Acute periprosthetic joint infection (PJI) following primary total knee arthroplasty (TKA) surgery can be treated with debridement, antibiotics, and implant retention (DAIR). However, varying results have been reported in the literature and optimal timing of the procedure is still debated. In this retrospective cohort study, we investigate (a) success rate of DAIR for treating PJI following primary TKA surgery and (b) whether time after primary surgery until DAIR and (c) type of isolated microorganism influence outcome.
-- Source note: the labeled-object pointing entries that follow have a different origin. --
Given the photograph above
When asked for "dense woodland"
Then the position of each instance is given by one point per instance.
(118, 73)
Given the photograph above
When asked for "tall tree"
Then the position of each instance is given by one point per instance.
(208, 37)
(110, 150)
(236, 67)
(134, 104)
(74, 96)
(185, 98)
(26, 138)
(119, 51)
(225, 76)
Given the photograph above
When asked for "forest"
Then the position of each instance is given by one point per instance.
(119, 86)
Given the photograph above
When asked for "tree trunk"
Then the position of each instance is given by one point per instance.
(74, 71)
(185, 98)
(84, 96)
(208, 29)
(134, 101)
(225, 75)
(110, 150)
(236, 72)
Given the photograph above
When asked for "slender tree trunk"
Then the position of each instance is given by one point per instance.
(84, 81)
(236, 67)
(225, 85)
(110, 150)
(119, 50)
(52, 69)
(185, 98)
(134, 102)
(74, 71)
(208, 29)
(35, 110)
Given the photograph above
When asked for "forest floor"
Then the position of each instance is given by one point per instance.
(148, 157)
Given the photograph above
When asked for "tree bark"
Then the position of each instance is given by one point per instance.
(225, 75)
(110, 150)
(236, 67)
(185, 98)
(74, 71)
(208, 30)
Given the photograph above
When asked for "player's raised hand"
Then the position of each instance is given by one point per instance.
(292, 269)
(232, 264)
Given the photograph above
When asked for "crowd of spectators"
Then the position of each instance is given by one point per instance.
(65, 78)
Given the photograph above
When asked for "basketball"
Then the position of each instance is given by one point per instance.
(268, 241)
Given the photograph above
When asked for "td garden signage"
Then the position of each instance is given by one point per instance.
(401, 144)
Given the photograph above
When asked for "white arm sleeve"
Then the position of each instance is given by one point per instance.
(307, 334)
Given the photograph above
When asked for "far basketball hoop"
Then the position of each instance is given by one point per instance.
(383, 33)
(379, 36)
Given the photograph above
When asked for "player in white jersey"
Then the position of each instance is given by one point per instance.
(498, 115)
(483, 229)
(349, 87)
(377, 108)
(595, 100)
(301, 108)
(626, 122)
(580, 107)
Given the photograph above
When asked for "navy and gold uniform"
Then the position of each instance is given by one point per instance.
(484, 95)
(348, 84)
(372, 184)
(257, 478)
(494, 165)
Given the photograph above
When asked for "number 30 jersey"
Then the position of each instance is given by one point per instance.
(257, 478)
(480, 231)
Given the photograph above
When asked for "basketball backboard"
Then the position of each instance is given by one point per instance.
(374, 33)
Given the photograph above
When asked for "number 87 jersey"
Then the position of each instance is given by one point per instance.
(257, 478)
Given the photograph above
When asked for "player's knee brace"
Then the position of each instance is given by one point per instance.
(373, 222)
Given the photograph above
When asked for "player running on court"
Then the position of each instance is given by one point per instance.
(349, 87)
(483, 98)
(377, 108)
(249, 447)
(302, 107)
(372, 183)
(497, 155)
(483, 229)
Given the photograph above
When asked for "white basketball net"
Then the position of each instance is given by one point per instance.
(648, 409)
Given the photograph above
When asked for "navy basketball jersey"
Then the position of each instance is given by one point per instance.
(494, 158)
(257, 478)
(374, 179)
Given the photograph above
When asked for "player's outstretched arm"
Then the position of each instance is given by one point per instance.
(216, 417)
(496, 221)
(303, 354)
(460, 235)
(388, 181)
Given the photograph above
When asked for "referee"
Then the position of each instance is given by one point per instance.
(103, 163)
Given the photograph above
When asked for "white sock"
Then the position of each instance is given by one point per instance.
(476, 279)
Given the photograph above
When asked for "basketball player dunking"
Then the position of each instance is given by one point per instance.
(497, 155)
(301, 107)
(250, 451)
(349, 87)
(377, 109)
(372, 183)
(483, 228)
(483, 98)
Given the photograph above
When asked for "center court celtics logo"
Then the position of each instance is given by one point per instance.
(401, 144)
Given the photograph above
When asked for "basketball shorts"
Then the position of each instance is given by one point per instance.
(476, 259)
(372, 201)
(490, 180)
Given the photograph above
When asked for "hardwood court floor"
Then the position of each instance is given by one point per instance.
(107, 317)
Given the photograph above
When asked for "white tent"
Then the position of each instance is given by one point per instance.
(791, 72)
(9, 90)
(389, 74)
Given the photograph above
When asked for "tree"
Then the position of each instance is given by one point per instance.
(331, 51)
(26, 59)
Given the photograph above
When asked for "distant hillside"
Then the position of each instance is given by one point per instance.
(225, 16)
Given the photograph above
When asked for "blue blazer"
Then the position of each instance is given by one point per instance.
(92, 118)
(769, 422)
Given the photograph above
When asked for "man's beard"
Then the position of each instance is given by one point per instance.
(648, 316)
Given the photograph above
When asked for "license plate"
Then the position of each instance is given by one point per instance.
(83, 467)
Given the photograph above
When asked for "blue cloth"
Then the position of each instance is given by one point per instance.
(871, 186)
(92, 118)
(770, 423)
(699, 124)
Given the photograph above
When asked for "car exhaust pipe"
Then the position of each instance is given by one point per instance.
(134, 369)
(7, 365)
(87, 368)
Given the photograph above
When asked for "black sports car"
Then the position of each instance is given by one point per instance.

Sixty-seven patients with PJI following primary TKA surgery treated with DAIR were identified. Patients with insufficient data and patients who did not fulfill Musculoskeletal Infection Society PJI criteria were excluded, leaving 58 patients for analysis. Minimum follow-up was 2 years. A DAIR was considered a success if the patient was infection free after 2 years.
The overall success rate of PJI treated with DAIR was 84%. Median time until DAIR was 21 days (7-1092). Thirty-four patients (59%) were revised within 28 days, 42 patients (72%) within 42 days, while 10 patients (17%) were revised more than 90 days after primary TKA surgery. The success rates were 85%, 88%, and 60%, respectively. In the patients revised within 90 days, our success rate was 90% (43/48) regardless of the involved microorganism.
We find DAIR to be a viable and safe treatment option for PJI following primary TKA surgery, when performed early after primary surgery and with the addition of a relevant postrevision antibiotic regime.